Category : 1983, Reviews

It is well known that both expressionism and surrealism are experiencing a new boom nowadays with renewed forms and symbols enriched with new content. These two trends are not incompatible. Their combination leads to unprecedented solutions and gives great freedom to the artist, helping him to effectively express visions inward and foreign to the realm of consciousness and common sense.

Dimitris Xonoglou chose a dynamic and purely personal alloy of these two styles to give way to his acute and intense concerns.

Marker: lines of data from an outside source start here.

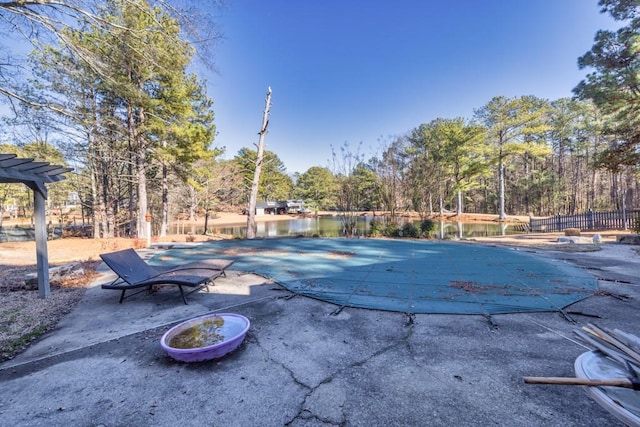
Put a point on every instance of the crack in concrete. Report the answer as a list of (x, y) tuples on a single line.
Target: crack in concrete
[(304, 413)]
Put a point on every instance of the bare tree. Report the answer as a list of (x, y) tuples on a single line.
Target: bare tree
[(251, 218)]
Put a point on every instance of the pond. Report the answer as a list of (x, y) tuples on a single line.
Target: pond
[(331, 226)]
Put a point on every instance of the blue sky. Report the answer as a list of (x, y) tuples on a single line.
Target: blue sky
[(355, 71)]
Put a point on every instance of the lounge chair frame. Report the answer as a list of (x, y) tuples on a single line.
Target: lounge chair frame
[(134, 273)]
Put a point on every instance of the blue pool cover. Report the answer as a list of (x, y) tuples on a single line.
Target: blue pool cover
[(410, 276)]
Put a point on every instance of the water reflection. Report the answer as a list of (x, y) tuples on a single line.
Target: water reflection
[(331, 226)]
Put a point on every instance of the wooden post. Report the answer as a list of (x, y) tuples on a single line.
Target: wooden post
[(42, 259), (253, 197)]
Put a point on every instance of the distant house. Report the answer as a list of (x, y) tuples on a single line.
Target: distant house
[(280, 207)]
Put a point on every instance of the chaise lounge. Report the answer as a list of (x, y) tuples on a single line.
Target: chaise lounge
[(134, 273)]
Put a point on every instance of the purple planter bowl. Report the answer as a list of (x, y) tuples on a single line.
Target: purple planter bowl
[(233, 330)]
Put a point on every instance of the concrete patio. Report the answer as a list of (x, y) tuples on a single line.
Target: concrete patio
[(304, 363)]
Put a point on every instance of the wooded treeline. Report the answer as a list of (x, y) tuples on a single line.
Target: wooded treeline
[(113, 98)]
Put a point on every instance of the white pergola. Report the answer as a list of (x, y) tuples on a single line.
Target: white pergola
[(35, 175)]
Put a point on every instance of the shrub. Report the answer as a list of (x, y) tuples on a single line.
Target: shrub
[(410, 230), (375, 227), (572, 232), (427, 227), (391, 230)]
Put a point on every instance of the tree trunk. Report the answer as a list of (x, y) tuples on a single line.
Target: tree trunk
[(164, 211), (501, 212), (251, 218)]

The starting point and focus of his searches is of course man. But what interests him most is not the expressionist depiction of the tragedy of the human condition, but the contemplative contemplation of the social role, relationships and beliefs of man.

His compositions do not lack humor that reaches the limits of sarcasm. Impressive are the freedom and boldness of the color scale, the richness of the symbols that can be interpreted more than one depending on the content of the composition, and the originality of the conception and the performance of the subject. A mystical-religious mood is more clearly seen in his latest works and especially in the portraits of the saints, which are rendered according to the dictates and chromatology of the staff of the expressionist idiom, but also sometimes surprise the viewer with the strictly sacred figures and the well-known Byzantine iconographers incorporated into compositions of a purely contemporary character.

A typical series of works depicts male or female figures holding or having an enlarged telephone handset next to them, without excluding the presence of a second or other symbols. The whiteness of the faces and bodies with the play of light and shadows in tones of red, pink and blue create color intensities that culminate in the contrast of the intense red, blue and yellow of the background as well as the other elements of the image. Is this a humorous note or a nightmarish reference to our oppression by the symbols of modern technical civilization, to the loss of genuine human communication but also to our precious time? But is it just a game and a finding related to everyday reality? Or does the shape and placement of the phone give it the texture and dimensions of a slightly different symbol? A related circle also includes the figures who hold or have in their mouth various key symbols, which sometimes take on supernatural dimensions, covering also their face. The few confrontations between humans and animals are also interesting. Color and design distortions, magnifications and abbreviations, flares and omissions, and escalation of color intensities are utilized in the most appropriate way, highlight the necessary and conceal the unnecessary, enriching the whole with great expressiveness.

Xonoglou’s latest work is dominated by the strong expressionist portraits and the two great triptychs, with the characteristic forms and the richness of the symbols, which are the expression of a key reflection around contemporary but eternal situations. References to the oppressive power of power, to the rape of death and destruction in a climate of diffuse eroticism and framed by red and purple and blue clouds summarize the meaning of the first, which has the eloquent title “Tribute to sweet power”. The second is dominated by the theme of struggle as well as that of the reversal of the role of the two sexes (submission of the male – domination of the female), in the same evocative context of colored clouds.

This time, however, the unexpected presence of St. John the Baptist in a central position with the scroll in his hand and the blue female figure – personification of the river – surprises.

With the exuberant imagination and the explosive dynamism of his painting, Dimitris Xonoglou is undoubtedly a promising artistic presence in our country.